Over to what happened in Northern Ireland, party-by-party:
Democratic Unionist Party:
The DUP, who were hoping to go into coalition with the Conservatives until they discovered the Conservatives had gained a majority, easily retained Belfast North (by persuading the UUP to back them), and snatched back Belfast East despite the best efforts of Naomi Long, also because the UUP and TUV did not stand. However, long time DUP MP William McCrea narrowly lost South Antrim to the UUP's Danny Kinahan, maybe due to the fact the UUP is not as extreme as the DUP in some respects. Given the small Conservative majority, will the DUP MPs end up supporting them when it comes to the vote in Parliament anyway?
Ulster Unionist Party:
The Ulster Unionists are back in town-they gained 2 seats, one from the DUP and Fermanagh & South Tyrone from Sinn Fein by just 530 votes, due to a unionist pact which almost worked in 2010. However, they failed to gain Newry & Armagh despite the DUP standing down in their favour, or the three-way marginal of Upper Bann, and they fell sharply in Belfast South; UKIP's presence in Northern Ireland also split their vote in some cases. The fact that the NI Conservatives are no longer backing them did not make much difference, though.
Their hopes turned to disappointment-Naomi Long lost Belfast East despite increasing her vote share, and even though all Alliance candidates increased their vote share and lost fewer deposits they were not in a position to gain any other seats (somewhat close in Belfast South, however, despite not having Anna Lo as their candidate this time). They have probably depressed the UUP vote in some cases, however.
They tried, but the unionists were determined to stop them-and through pacts, the unionists managed to, by winning Fermanagh & South Tyrone from them and stopping them from winning the key marginal seat of Belfast North. The biggest swing against them was in their safest seat, Belfast West, where socialist campaigner Gerry Carroll finished second to Paul Maskey. They made little progress in other seats, either, especially Foyle and South Down (held by the SDLP).
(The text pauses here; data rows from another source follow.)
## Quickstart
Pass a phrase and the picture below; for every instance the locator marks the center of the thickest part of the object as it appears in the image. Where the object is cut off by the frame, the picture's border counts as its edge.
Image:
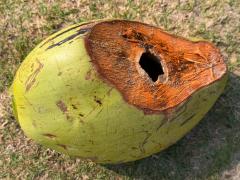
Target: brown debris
(116, 47)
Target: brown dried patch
(117, 47)
(32, 78)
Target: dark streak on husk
(186, 120)
(79, 32)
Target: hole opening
(151, 65)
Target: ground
(209, 151)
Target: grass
(209, 151)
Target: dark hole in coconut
(151, 65)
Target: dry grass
(210, 151)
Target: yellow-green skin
(56, 99)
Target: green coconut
(115, 91)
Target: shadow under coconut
(207, 151)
Social Democratic & Labour Party (SDLP):
This election was a poor one for the SDLP all around. Even though they did not lose any seats, Alasdair McDonnell only narrowly held onto Belfast South with 24.5% of the vote-the very first time any MP in the UK has won a seat with less than 25% of the vote. In almost all seats in Northern Ireland, they performed worse than before, and ex-Fine Gael councillor Mary Muldoon polled the lowest ever vote for the SDLP in Belfast East-127 votes (0.3%).
UKIP did surprisingly well in Northern Ireland, retaining most of their deposits despite splitting the unionist vote. The Green Party of Northern Ireland had their best result ever, saving two deposits out of five-pity they did not stand in South Down or Strangford as they did in 2010, because they would have likely saved their deposit in South Down at least. The Northern Ireland Conservatives simply wasted their time and money, as they only saved their deposit in Strangford and polled as low as 34 votes in Belfast West (not very surprising). The TUV fell back considerably, and only saved their deposit in North Antrim (there was a swing from them to the DUP even in that instance). No independent candidate came close to saving their deposit, although Susan-Anne White, despite her notoriously extremist views, somehow managed as many as 166 votes in West Tyrone.